Trois questions à

Pierre-Yves Balut, Maître de conférences à La Sorbonne (Paris-IV)

« Réintroduire la robe masculine »

Le Journal des Arts

Le 21 janvier 2005 - 543 mots

 Vous consacrez l’un de vos enseignements d’archéologie moderne et contemporaine aux passerelles existant entre l’art et la mode. Quels en sont les fondements ?
Avant tout, il ne faut surtout pas en faire l’une de ces questions rhétoriques habituelles de l’histoire de l’art, c’est-à-dire se demander en quoi il y a de la mode dans l’art et vice versa. Malheureusement, c’est souvent le cas. On ressort alors l’exemple de la robe Mondrian d’Yves Saint Laurent qui reste purement anecdotique. Autre question inutile mais récurrente : la mode est-elle de l’art ? Se demander quels sont véritablement les rapports entre l’art et la mode est un phénomène actuel. Cela remonte à la naissance de l’abstraction, c’est-à-dire au moment où se sont posées les questions du sens, de l’expérimentation indéfinie et de la banalité.

Les années 1960 et sa génération de couturiers désireux de privilégier le concept et l’expérimentation ont définitivement lié l’art et la mode. Quelle a été l’évolution de ce lien depuis ?
Attention, les années 1960 ne marquent pas une rupture ! Ce lien apparaît bien avant dans le travail de Madeleine Vionnet par exemple qui, dès l’entre-deux-guerres, expérimente les propriétés de la matière ou d’autres modes de composition. Les années 1960 vont continuer cette recherche et l’approfondir. Quand je parle de cette époque, je pense moins à Courrèges ou Pierre Cardin qu’à Paco Rabanne. Car les deux premiers n’ont fait, semble-t-il, qu’adapter leurs vêtements à l’évolution de la société tandis que Paco Rabanne a élargi le champ de l’expérimentation grâce à l’utilisation de techniques industrielles et de matériaux surprenants comme le métal (1). Malgré cela, les créations novatrices du couturier n’ont pas convaincu à l’époque. Sans doute était-il trop en avance sur son temps ! Le lien entre l’art et la mode a donc perduré. La mode s’est nourrie des préoccupations artistiques. Ainsi y retrouve-t-on un certain minimalisme (dans la coupe, les couleurs), notamment chez les Japonais tel Issey Miyake qui, avec sa fameuse robe bâtie dans une seule pièce, obéit à cette même volonté de simplification apparue plus tôt dans les robes antiquisantes de Madeleine Vionnet.
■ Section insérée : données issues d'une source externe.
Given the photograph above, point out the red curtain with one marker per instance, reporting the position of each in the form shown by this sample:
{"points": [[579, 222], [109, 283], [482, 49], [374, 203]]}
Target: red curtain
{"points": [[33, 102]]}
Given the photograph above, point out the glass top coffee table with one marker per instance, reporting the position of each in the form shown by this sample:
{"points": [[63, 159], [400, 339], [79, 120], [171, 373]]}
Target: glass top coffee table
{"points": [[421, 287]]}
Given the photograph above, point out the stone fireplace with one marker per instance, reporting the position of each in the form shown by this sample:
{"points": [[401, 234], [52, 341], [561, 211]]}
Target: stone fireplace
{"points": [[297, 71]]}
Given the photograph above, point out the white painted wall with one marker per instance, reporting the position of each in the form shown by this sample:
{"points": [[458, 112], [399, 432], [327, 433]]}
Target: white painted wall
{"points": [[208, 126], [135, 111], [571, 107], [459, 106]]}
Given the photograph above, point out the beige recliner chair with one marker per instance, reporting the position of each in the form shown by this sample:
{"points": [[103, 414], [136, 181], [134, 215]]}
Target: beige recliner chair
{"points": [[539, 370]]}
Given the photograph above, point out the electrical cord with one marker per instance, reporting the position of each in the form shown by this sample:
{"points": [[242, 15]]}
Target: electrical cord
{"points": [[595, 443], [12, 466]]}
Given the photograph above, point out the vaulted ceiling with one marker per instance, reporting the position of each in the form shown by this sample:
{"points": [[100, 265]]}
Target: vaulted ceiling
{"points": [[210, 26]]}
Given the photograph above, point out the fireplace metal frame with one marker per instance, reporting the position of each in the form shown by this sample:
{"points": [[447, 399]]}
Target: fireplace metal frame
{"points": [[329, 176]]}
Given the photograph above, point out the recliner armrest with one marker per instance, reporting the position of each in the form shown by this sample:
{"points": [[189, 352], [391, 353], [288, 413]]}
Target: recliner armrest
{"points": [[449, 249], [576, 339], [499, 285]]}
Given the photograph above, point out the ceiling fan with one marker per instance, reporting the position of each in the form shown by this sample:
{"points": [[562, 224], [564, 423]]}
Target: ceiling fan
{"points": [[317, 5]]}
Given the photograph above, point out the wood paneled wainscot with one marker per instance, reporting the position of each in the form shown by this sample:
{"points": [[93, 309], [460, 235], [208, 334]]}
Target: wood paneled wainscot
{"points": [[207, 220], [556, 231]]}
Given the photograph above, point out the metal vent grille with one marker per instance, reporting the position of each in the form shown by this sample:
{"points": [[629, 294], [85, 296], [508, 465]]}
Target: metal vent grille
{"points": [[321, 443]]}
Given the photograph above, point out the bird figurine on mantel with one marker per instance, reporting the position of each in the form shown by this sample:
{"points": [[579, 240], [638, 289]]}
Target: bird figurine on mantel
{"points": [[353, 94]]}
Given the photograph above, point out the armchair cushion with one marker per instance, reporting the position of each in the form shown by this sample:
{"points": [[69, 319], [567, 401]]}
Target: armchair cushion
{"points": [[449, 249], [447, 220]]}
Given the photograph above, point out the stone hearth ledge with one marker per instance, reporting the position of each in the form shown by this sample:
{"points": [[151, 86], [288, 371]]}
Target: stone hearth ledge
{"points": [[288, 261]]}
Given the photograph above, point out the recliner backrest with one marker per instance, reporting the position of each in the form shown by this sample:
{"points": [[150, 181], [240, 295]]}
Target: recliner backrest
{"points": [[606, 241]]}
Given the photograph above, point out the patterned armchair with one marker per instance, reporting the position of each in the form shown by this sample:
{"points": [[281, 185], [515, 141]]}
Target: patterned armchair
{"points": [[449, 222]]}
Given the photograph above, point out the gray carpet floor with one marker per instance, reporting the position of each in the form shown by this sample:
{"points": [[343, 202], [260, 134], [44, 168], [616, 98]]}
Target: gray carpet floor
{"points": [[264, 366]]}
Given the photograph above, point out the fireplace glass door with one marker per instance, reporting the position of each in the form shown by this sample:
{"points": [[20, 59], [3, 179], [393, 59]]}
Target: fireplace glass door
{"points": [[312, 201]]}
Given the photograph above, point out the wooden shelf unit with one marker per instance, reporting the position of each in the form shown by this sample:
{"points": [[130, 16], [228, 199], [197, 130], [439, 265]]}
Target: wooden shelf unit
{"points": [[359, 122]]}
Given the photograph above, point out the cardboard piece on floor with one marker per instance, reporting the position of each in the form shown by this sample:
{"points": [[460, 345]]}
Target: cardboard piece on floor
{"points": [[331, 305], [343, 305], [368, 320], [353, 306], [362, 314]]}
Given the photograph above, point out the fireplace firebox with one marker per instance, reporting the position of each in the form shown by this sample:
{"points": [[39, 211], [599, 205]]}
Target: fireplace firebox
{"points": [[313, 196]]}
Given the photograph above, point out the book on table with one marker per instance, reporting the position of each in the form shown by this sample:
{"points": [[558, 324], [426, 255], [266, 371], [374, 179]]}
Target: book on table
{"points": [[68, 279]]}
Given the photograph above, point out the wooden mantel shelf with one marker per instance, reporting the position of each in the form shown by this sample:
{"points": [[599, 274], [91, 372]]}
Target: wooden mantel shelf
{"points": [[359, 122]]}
Comment analysez-vous les rapports entre art et mode aujourd’hui ?
Les créateurs, souvent en marge du système commercial, continuent techniquement d’expérimenter et de s’interroger sur la banalité contemporaine, et ce, bien plus que la haute couture qui n’a rien d’original. Ils analysent tout, modifiant au gré de leurs recherches matériaux et coupes. D’autant que, comme souvent dans l’art contemporain, il s’agit socialement de faire autrement. Marc Le Bihan récupère ainsi des tissus banals qu’il retravaille afin de découvrir et d’exploiter des qualités imprévues. Il s’agit typiquement d’une démarche d’art contemporain ! Mais la mode oublie sa raison d’être :   étymologiquement investir le social. Les créateurs produisent des vêtements importables alors que tout reste à faire. En effet, on nous propose toujours sensiblement les mêmes habits : un costume pour s’habiller, un manteau pour s’abriter… Personne n’a encore été capable par exemple de réintroduire la robe masculine, les essais de Jean Paul Gaultier se révélant peu convaincants. La mode réelle se fait toujours dans la rue quand la couture rentre dans les musées comme s’il s’agissait là d’une pratique morte.

(1) Cf.  Pierre-Yves Balut in cat. Paco Rabanne, Musée de la mode de Marseille, 1995.

Cet article a été publié dans Le Journal des Arts n°207 du 21 janvier 2005, avec le titre suivant : Pierre-Yves Balut, Maître de conférences à La Sorbonne (Paris-IV)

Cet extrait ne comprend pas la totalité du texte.